It took photographer Jeffrey Martin two days of shooting and four months of editing to create the interactive panorama you’re about to experience. At 600,000 pixels wide, it would measure 50 meters by 100 meters if printed at photographic resolution. And yes, it is every bit as awesome as it sounds.
Go ahead. Try it. Zoom in on anything you want, like that guy off in the distance taking a photo from his apartment balcony. What’s that? You can’t see him? Here, let us point him out for you:
CRAZY, RIGHT? Here, your turn:
Do you feel like some ridiculously awesome, eagle-eyed super mutant? Martin tells us his goal in creating massive images has always been to extend the limits of human perception – what he calls the image’s “transhuman aspect.” The point is to feel like a goddamn superhero:
It’s the idea of creating a view that literally extends our senses far beyond what we can sense on our own. This image shows you orders of magnitude more stuff than you can see when you are actually there. Even if you are on Tokyo Tower with binoculars or a telescope, this image shows you more than you can possibly take in, in person.
The founder of 360Cities.net, a website where photographers can upload 360-degree images of beatiful locations around the globe, Martin is no stranger to this medium.
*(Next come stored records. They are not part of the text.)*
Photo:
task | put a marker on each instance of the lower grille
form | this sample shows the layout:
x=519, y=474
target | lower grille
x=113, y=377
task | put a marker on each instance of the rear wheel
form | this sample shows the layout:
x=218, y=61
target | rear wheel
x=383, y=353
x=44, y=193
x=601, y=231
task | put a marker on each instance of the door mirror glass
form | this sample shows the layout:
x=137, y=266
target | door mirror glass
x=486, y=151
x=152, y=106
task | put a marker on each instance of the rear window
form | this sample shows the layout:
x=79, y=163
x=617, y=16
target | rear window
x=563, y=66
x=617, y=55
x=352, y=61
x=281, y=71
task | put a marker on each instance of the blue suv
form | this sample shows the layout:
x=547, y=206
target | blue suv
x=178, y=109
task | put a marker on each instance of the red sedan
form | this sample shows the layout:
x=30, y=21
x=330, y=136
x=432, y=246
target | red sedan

He’s even created an image that’s bigger than the one you see here, but this one, he says, is his favorite. It’s a composite of more than 8,000 photos, shot over the course of two days from the roof of the Tokyo Tower’s lower observatory. He’s done 10–20 panoramas like this one over the last decade or so, and he tells us he’s got his process down to a science:
I use a Canon SLR (in this case, a 7D) and a 400mm lens (in this case a canon L f/5.6 lens) mounted on a Clauss Rodeon gigapixel robot which is controlled by a tethered laptop to move the camera and fire the shutter while the camera is moving. This requires setting a very fast shutter speed obviously, and tuning everything so that the image is shot correctly without any motion blur and a minimal amount of noise.
the image is 600,000 pixels wide. The maximum size of an image in photoshop is 300,000 pixels in any dimension. This means that to create a single seamless image, it was a big challenge. The image never has actually existed as a single file. However, the two files do fit together seamlessly, so it can definitely be considered a single image.
Also, disk space. Various iterations of the image in progress were tens of gigabytes each. The final versions of the image are 100GB each. I had to convert that into cube faces, each of those are 80GB each. This adds up – people say that disk space is cheap – well, it’s not!
I also needed more than 1.5 terabytes of free disk space to use as the “scratch disk” while doing the final assembly and retouching of the image.
The computer I was using had 192GB of RAM, and still lots of stuff was fairly unresponsive.
Anyway, it’s about time you got playing. Maybe you’ll even find an easter egg. Somewhere in there, says Martin, “is one dude sleeping on the ground.” Find him soon, though, he says, because he might go back and blur him out. “I don’t want to embarrass the poor fellow too much. A man deserves to sleep on the ground without being laughed at on the internet, after all.”